Sir Claude Dixon Gibb  (29 June 1898 – 15 January 1959) was a South Australian engineer with a considerable career in Great Britain.

History
Gibb was born in Queenstown, South Australia, a son of John Gilbert Gibb (1867–1935) and his wife Caroline Elizabeth Gibb, née Dixon (1868 – 10 December 1946) of New Street, Queenstown, later of Prince Street, Alberton. He was educated at Alberton Primary School and LeFevre High School, where he won a scholarship to the South Australian School of Mines and Industries, where he studied mechanical engineering and won a gold medal.

He was apprenticed as an electrical mechanic to Gibb & Miller, engineers of Port Road, Port Adelaide. He had served three years (another reference has him working for the Adelaide Cement Company at this time) when he enlisted with the 2nd AIF on 5 December 1917, and posted to the Australian Flying Corps, a unit of the Royal Air Force which saw action in France. He was promoted to 2nd Lieutenant, appointment terminated in July 1919 with cessation of hostilities.
He took his mechanical and electrical engineering diploma at the School of Mines in 1922 and began lecturing there, then transferred to the University of Adelaide and earned his BE degree in 1923 under Sir Robert Chapman, whom he named "'the greatest teacher there has ever been in engineering".
On the basis of his thesis he won an Angas Engineering Scholarship at the University of Adelaide in 1924, which entitled him to £500 and two years of study abroad. He was awarded a master's degree in 1927.

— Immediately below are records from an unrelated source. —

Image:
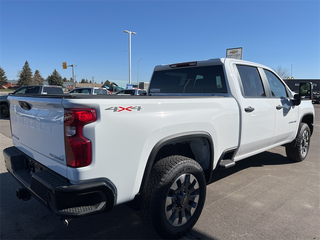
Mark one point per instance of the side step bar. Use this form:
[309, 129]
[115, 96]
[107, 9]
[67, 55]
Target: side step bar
[226, 163]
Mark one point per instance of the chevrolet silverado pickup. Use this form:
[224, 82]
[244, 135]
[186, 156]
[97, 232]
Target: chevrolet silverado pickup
[196, 117]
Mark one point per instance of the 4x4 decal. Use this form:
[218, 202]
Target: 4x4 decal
[120, 109]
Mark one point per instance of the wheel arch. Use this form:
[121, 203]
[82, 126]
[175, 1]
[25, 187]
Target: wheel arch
[308, 119]
[190, 144]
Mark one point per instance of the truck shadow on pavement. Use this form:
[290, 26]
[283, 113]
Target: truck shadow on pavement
[30, 220]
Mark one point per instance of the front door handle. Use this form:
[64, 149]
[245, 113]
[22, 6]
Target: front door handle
[249, 109]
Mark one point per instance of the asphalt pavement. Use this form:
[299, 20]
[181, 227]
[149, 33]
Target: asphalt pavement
[262, 197]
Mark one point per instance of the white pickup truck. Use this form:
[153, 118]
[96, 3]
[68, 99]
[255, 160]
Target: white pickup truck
[162, 148]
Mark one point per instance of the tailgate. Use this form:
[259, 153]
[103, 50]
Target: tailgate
[38, 130]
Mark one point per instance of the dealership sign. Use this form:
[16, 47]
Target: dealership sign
[235, 53]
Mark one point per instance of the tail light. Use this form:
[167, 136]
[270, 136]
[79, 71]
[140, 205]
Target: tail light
[77, 147]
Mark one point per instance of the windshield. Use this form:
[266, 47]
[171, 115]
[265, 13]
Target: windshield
[208, 79]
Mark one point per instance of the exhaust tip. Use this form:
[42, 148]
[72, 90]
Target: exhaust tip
[23, 194]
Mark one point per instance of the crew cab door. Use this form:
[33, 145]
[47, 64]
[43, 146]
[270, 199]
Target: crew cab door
[286, 113]
[257, 112]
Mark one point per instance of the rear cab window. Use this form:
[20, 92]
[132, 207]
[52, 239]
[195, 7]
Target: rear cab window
[52, 90]
[278, 90]
[202, 80]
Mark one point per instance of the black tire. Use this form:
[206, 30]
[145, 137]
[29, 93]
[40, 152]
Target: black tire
[175, 196]
[4, 110]
[298, 150]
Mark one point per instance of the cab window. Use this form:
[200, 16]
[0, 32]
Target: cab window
[278, 90]
[251, 82]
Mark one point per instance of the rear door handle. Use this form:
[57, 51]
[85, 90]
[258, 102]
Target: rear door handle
[249, 109]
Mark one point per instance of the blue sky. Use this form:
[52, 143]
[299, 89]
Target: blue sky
[90, 35]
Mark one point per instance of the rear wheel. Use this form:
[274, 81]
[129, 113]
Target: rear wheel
[175, 196]
[298, 150]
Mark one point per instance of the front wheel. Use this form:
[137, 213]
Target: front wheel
[298, 150]
[4, 110]
[174, 197]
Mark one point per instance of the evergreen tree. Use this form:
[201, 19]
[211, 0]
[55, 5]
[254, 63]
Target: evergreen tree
[55, 79]
[37, 78]
[3, 78]
[25, 75]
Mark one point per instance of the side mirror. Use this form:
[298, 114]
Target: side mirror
[305, 91]
[296, 100]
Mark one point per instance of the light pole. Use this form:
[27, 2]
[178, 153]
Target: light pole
[126, 31]
[138, 71]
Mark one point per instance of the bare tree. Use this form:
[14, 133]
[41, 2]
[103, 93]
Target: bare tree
[282, 72]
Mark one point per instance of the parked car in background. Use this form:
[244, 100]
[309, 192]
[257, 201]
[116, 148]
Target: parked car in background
[316, 97]
[132, 92]
[30, 89]
[91, 90]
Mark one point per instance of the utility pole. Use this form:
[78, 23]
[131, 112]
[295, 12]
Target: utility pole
[126, 31]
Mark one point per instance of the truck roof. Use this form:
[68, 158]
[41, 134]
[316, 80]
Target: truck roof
[207, 62]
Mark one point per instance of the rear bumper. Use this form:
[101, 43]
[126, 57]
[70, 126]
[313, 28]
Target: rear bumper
[56, 192]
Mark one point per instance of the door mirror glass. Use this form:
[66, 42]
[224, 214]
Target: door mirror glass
[296, 100]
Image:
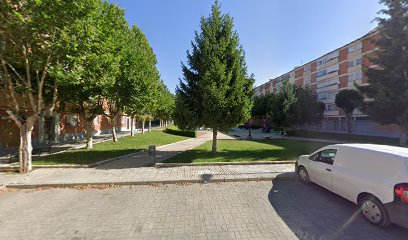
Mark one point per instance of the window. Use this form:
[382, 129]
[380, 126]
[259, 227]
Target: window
[72, 120]
[358, 76]
[332, 69]
[331, 95]
[331, 107]
[351, 77]
[326, 156]
[321, 73]
[96, 120]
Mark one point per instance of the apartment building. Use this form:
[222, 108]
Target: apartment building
[326, 76]
[60, 127]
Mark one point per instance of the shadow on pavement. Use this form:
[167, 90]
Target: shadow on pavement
[140, 159]
[314, 213]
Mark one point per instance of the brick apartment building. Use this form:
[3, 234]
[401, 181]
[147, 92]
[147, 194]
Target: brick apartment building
[326, 76]
[59, 127]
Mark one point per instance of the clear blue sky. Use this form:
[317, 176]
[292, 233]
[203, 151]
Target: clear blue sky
[277, 35]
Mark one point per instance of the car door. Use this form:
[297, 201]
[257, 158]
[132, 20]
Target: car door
[321, 167]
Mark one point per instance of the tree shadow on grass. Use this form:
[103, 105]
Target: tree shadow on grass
[268, 150]
[314, 213]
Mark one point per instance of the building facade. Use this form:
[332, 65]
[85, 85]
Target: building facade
[60, 127]
[326, 76]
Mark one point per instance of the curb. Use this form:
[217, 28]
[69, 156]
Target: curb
[154, 182]
[167, 165]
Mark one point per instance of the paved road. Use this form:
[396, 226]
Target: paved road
[283, 210]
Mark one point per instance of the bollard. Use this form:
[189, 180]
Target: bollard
[152, 153]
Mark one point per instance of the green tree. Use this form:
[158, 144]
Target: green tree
[216, 92]
[307, 109]
[260, 107]
[387, 91]
[348, 100]
[29, 34]
[281, 104]
[93, 50]
[165, 104]
[141, 79]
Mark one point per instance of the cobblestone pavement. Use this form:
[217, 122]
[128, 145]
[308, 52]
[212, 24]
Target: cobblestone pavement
[146, 174]
[252, 210]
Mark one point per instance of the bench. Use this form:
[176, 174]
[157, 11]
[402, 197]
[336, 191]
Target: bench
[42, 149]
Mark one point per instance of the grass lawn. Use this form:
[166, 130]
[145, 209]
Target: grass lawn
[243, 150]
[109, 149]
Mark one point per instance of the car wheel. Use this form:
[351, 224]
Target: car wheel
[374, 211]
[303, 175]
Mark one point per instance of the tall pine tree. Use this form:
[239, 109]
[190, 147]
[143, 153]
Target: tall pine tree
[216, 91]
[388, 82]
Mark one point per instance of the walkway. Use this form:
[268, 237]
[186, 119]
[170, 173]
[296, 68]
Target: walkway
[60, 177]
[129, 170]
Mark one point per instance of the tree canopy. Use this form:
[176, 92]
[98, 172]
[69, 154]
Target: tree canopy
[29, 36]
[216, 91]
[387, 92]
[348, 100]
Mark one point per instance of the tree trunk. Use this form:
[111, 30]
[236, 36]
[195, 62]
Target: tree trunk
[25, 149]
[349, 125]
[403, 136]
[214, 146]
[114, 137]
[132, 126]
[89, 133]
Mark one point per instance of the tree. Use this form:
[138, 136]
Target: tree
[93, 50]
[307, 109]
[29, 34]
[387, 92]
[348, 100]
[281, 104]
[165, 106]
[216, 91]
[260, 107]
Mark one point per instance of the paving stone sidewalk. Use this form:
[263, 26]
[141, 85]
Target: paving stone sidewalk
[127, 171]
[59, 177]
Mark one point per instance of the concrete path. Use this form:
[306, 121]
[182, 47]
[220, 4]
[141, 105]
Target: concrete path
[128, 170]
[60, 177]
[141, 159]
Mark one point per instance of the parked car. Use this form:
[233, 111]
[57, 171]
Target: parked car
[375, 177]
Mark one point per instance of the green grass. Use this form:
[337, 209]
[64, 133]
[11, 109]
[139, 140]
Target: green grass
[109, 149]
[243, 150]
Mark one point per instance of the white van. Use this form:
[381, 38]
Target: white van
[373, 176]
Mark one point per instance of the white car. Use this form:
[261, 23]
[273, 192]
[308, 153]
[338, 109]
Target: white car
[373, 176]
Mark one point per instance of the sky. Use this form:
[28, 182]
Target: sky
[277, 35]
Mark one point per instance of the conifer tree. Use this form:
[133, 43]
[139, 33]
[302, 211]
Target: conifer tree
[216, 91]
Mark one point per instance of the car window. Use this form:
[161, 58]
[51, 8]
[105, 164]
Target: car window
[327, 156]
[314, 157]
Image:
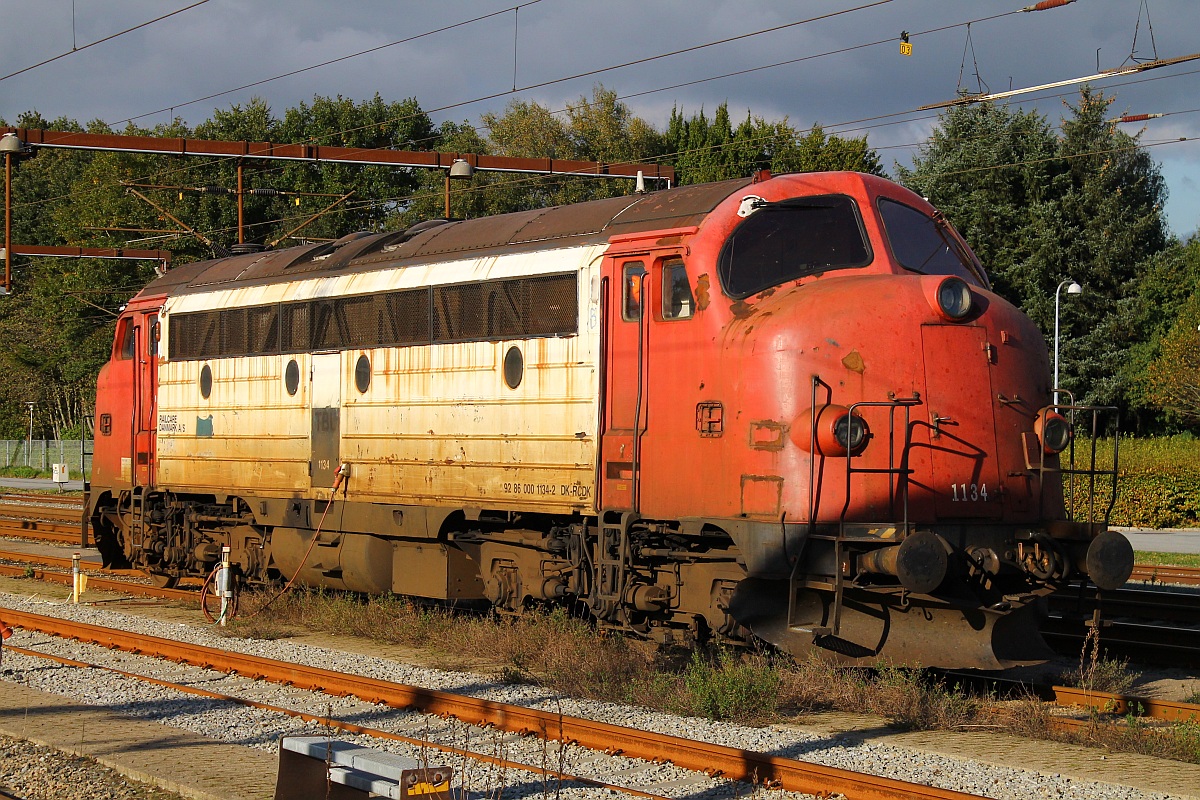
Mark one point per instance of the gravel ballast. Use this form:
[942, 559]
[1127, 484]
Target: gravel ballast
[261, 729]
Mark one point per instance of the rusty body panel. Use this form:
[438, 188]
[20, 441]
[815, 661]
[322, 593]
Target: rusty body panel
[437, 423]
[790, 409]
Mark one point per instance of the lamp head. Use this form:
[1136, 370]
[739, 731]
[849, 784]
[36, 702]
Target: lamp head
[11, 143]
[461, 169]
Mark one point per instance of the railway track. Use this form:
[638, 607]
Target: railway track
[1062, 696]
[1156, 625]
[43, 517]
[601, 737]
[1186, 576]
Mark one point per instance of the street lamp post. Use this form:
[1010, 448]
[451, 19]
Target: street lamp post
[11, 146]
[1074, 288]
[460, 170]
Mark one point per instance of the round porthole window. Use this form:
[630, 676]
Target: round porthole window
[514, 367]
[292, 377]
[363, 374]
[205, 382]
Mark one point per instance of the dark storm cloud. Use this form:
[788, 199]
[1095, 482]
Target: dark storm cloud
[226, 43]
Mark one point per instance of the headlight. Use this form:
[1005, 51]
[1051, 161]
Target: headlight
[954, 298]
[838, 432]
[1054, 429]
[850, 431]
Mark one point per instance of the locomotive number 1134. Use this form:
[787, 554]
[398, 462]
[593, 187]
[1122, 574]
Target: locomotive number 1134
[969, 492]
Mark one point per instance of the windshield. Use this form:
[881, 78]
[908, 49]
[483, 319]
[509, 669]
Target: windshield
[925, 245]
[792, 239]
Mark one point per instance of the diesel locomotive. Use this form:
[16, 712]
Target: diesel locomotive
[783, 407]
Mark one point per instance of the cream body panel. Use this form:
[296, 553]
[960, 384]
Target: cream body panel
[247, 433]
[437, 425]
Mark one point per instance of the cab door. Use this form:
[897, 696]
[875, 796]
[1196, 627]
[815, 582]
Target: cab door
[625, 396]
[145, 391]
[327, 417]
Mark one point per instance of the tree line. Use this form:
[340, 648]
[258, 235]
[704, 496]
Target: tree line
[1039, 204]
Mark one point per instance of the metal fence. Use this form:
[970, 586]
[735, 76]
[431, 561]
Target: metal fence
[43, 453]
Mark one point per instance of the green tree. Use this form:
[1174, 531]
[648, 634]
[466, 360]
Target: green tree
[1174, 377]
[989, 169]
[713, 150]
[1041, 208]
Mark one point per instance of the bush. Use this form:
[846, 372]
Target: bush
[732, 687]
[1158, 481]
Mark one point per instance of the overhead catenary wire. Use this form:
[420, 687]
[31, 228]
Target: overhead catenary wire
[543, 84]
[331, 61]
[100, 41]
[831, 127]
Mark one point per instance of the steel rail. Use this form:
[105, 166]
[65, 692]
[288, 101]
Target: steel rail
[46, 531]
[97, 583]
[1169, 573]
[339, 725]
[697, 756]
[1145, 707]
[1068, 696]
[60, 499]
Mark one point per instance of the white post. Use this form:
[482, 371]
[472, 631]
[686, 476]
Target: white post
[223, 584]
[75, 578]
[1074, 288]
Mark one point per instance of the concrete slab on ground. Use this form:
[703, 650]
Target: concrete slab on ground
[178, 761]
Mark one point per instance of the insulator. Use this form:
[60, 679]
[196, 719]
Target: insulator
[1047, 5]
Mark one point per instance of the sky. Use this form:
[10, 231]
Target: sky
[835, 62]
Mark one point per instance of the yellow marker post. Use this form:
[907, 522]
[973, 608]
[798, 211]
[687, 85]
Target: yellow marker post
[76, 590]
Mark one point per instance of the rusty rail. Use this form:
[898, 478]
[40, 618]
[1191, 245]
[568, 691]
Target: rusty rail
[95, 583]
[1158, 573]
[348, 727]
[713, 759]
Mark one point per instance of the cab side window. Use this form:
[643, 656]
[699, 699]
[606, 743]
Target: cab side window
[677, 299]
[155, 334]
[631, 290]
[126, 344]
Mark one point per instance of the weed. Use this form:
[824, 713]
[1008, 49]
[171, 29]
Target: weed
[726, 687]
[1097, 673]
[1167, 559]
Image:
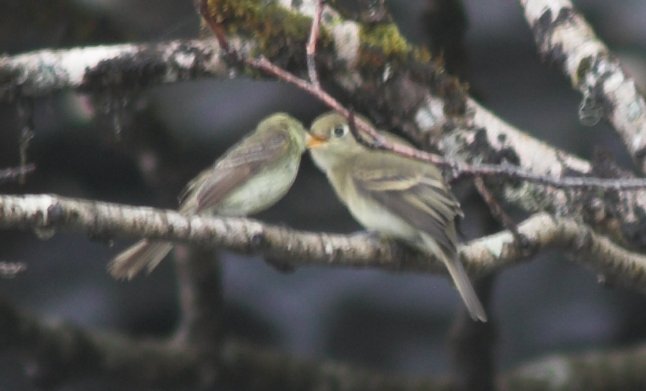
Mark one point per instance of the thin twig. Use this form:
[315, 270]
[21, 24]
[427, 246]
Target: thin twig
[299, 248]
[379, 142]
[9, 174]
[311, 45]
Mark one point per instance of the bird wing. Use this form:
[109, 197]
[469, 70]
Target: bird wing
[245, 159]
[415, 191]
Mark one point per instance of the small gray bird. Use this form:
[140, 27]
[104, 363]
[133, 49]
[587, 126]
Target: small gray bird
[393, 195]
[251, 176]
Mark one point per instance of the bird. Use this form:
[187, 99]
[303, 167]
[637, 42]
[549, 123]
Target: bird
[249, 177]
[394, 196]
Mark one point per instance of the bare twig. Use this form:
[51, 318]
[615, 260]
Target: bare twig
[109, 67]
[299, 248]
[311, 44]
[564, 36]
[380, 142]
[9, 174]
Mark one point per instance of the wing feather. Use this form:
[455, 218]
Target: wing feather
[235, 167]
[412, 190]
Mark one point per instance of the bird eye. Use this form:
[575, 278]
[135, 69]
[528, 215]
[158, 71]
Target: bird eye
[339, 130]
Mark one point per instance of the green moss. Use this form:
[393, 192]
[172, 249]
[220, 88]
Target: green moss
[384, 43]
[276, 29]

In January 1924, Gibb left Adelaide to work as a fitter at £2 15/ a week in the Newcastle-on-Tyne works of C. A. Parsons Ltd. Less than five years later he was Parsons' chief engineer and a director.

In 1941, Lord Beaverbrook appointed him Director-General of Weapons in the Ministry of Supply in charge, under Admiral Sir Harold Brown, Director General of Munitions Production, of 3,000 engineering firms and 250,000 workers.
Under his direction British output of munitions and war materiel increased significantly.
In 1943, he became Director-General of Armoured Fighting Vehicles, which against opposition assumed full responsibility for tank design, resulting in the Centurion tank. He also designed the stabilized 17-pounder gun fitted to Sherman tanks.

His largest business connection apart from Parsons' was the chairmanship of A. Reyrolle and Co., at the time the largest switchgear manufacturer in the world.

Family
Gibb married Margaret Harris in Devon, England, on 26 December 1925.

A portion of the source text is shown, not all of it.